Refunding BondsRefunding Bond Sinking Fund
Section § 25060
This law says that if a board decides to issue refunding bonds that all mature at the same time, they must set up a sinking fund. The sinking fund is a savings account where they deposit money regularly to ensure they can pay back the bonds when they come due. The board decides how much money to put into this fund.
Section § 25061
The board has the authority to change the amount of sinking fund payments whenever it deems necessary.
Section § 25062
If the sinking fund has at least $10,000, the board can announce they want to redeem it by publishing a notice in a local newspaper for three weeks in a row.

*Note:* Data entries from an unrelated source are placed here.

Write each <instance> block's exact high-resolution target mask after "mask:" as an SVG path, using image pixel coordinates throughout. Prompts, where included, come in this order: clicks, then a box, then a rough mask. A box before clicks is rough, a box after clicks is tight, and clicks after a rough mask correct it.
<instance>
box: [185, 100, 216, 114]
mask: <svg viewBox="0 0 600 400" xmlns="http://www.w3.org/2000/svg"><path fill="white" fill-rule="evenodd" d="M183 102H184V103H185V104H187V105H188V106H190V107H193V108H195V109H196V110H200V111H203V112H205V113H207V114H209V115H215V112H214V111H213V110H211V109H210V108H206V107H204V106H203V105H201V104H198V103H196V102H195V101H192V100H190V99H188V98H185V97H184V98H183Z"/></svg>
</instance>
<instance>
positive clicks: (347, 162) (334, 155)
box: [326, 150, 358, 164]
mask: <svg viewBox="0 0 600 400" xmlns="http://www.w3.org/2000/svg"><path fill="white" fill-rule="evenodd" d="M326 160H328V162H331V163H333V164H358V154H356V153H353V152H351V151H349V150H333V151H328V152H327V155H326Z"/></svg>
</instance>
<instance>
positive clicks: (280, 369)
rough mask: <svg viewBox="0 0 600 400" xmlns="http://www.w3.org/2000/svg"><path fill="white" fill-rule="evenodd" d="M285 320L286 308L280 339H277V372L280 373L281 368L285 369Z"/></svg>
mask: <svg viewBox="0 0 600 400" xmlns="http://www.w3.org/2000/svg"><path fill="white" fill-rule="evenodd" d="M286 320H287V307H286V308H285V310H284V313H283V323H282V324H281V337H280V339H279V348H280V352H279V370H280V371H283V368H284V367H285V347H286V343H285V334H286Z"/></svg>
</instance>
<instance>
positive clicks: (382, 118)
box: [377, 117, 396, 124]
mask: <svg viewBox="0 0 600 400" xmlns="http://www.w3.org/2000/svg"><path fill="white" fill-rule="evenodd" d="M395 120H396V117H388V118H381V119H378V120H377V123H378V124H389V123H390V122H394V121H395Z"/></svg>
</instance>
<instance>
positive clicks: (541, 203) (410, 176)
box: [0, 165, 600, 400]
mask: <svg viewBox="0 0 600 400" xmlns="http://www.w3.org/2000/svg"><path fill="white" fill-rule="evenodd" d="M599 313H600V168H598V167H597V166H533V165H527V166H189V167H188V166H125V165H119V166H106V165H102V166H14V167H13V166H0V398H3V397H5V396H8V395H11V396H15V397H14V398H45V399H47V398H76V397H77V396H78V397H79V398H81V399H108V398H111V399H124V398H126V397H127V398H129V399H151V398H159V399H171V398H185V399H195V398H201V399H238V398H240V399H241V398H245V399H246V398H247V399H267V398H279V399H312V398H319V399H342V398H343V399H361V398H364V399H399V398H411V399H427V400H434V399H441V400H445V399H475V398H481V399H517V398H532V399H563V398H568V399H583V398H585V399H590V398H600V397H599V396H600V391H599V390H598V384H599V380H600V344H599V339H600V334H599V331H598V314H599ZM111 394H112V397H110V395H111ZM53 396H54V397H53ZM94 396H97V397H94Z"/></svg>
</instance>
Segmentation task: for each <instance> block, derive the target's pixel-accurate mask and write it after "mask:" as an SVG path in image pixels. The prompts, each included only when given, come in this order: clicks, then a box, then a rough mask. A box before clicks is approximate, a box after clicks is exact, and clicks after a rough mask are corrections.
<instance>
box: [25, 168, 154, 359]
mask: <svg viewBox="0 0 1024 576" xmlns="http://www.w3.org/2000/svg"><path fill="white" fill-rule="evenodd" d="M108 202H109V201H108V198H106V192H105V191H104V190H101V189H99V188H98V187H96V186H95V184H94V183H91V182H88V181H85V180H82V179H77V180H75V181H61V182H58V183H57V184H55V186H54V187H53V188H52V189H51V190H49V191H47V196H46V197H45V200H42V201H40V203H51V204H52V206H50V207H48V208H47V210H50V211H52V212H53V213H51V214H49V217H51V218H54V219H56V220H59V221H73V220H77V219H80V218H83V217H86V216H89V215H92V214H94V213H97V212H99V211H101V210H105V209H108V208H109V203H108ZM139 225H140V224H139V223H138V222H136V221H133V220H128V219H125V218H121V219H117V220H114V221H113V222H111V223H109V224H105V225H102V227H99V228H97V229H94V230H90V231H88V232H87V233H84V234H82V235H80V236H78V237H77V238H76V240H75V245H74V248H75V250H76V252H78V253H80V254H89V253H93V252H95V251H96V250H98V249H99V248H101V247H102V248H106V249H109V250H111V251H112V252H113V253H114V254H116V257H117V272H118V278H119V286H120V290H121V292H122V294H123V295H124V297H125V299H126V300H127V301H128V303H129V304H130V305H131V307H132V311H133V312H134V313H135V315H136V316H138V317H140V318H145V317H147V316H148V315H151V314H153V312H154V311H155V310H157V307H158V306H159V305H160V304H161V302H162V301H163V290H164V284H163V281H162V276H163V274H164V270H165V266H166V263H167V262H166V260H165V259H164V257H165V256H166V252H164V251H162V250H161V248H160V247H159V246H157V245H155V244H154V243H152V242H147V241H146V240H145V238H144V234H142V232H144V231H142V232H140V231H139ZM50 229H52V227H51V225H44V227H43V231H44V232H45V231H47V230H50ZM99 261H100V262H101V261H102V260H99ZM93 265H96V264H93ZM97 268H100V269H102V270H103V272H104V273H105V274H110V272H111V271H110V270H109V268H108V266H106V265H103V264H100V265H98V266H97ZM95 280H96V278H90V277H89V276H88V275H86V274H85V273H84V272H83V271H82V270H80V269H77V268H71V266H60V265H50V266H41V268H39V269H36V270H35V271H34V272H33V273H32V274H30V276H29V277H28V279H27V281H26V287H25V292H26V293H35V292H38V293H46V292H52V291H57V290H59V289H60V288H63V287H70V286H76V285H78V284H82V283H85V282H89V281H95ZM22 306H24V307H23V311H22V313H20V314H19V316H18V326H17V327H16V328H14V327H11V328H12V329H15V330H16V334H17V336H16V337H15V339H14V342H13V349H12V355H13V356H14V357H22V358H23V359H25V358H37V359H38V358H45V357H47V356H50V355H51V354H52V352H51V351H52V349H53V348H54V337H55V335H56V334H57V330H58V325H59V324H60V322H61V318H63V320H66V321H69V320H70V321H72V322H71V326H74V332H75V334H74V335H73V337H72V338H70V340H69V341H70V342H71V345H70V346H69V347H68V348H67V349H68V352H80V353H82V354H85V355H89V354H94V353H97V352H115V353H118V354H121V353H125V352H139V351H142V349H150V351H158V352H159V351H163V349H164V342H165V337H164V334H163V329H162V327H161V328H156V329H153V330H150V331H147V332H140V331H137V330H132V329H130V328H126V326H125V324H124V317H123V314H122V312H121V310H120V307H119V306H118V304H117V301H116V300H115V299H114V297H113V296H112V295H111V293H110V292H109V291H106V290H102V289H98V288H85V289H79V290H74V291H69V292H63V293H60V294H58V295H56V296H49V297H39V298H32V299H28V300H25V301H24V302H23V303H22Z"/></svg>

They can also choose to publish it in other newspapers.
Section § 25063
This section outlines what must be included in a notice when a district is redeeming its bonds. The notice must include three things: the total amount available for redeeming the bonds, an invitation for people to submit offers to sell the district's own outstanding refunding bonds back to it, and details about when and where these offers will be opened.
Section § 25064
This law states that all proposals submitted in response to a public notice must be opened by the board during an open meeting at the time mentioned in the notice, or if the meeting is postponed, at the new adjourned time.
Section § 25065
This section allows the board the option to reject any or all proposals they receive at their discretion.
Section § 25066
If a district tries to sell bonds and doesn’t get any good offers or doesn’t sell enough to use up all the money available, it can buy those bonds privately using money from its savings meant for paying off those bonds.